There is a proof for the connectedness of $S$ in $\eqref{1}$ which goes as follows (I'm not going to write the whole proof since that's not where my question lies): We assume (and know) that $Y$ is connected, we want to show that the closure of $Y$ labeled $\bar{Y}$ is connected. The closure $\bar{Y}$ will of course include $X$ so that $S = \bar{Y}$. Let us suppose that $\bar{Y}$ is disconnected, so there should be $A$, $B$ both nonempty open sets such that $A \cup B = \bar{Y}$ and $A \cap B = \emptyset$. The proof can be done to show in the end that either $A$ or $B$ must be empty, but this contradicts the assumption that both $A$, $B$ must be nonempty so $S = \bar{Y}$ must be connected.

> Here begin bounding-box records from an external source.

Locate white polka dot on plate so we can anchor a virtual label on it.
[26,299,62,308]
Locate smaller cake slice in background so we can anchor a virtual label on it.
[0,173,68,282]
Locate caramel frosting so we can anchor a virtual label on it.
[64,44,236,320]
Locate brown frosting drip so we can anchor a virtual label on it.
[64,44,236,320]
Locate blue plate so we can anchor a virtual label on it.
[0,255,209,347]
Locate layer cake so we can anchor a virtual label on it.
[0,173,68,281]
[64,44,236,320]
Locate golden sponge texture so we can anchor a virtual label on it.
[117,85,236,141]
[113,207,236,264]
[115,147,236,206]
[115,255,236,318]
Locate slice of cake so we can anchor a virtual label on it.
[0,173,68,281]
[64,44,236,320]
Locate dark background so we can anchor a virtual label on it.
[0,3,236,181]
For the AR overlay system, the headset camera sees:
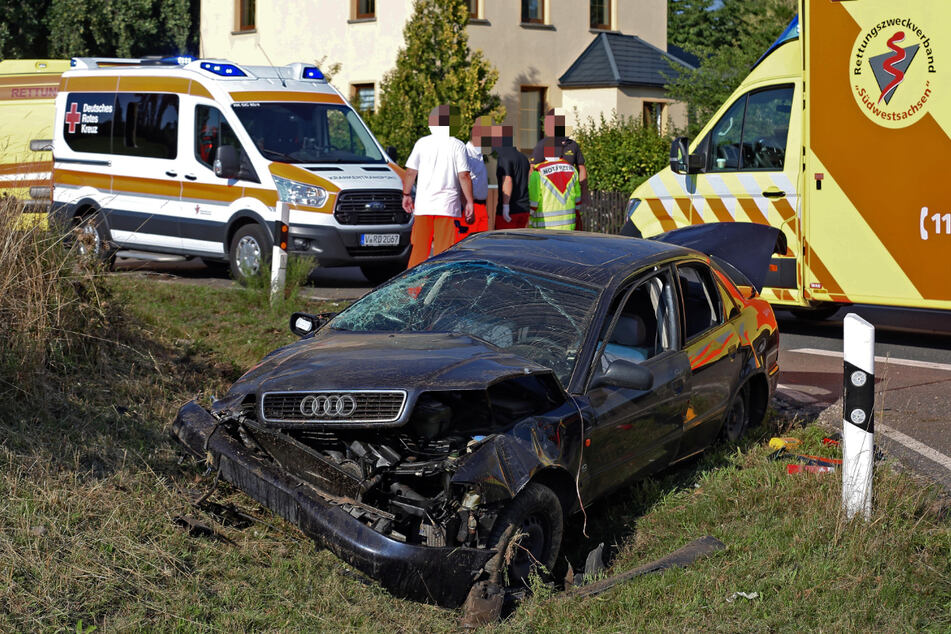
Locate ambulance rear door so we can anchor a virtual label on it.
[804,0,951,309]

The proof above involves arbitrary nonempty open sets $A$, $B$. We know that $X$ in $\eqref{1}$ is closed because it contains all of its boundary points, while $X$ in $\eqref{2}$ is neither closed nor open. Question, if we take the special case $A = X$, $B = Y$, is it correct to say that at least for this case, the condition $S = X \cup Y$ cannot be satisfied since $X$ in both cases is not open? Of course, that is why we need to show that there doesn't exist any nonempty open sets $A$, $B$ that can satisfy $A \cup B = S$ and $A \cap B = \emptyset$, not just for specific cases.
I have added $\eqref{2}$ to emphasize what I'm thinking about the arguments involving the topologist's sine curve, which involves $X$ not being open, such that whatever proof works for $\eqref{1}$ should also work for $\eqref{2}$. In other words, is it correct to say that whatever proof for the topologist's sine curve, it doesn't matter whether $-1 \leq y \leq 1$ or $-1 < y < 1$? My point is, it seems like whether the proofs for both cases will differ hinges on the fact that $X$ is not open.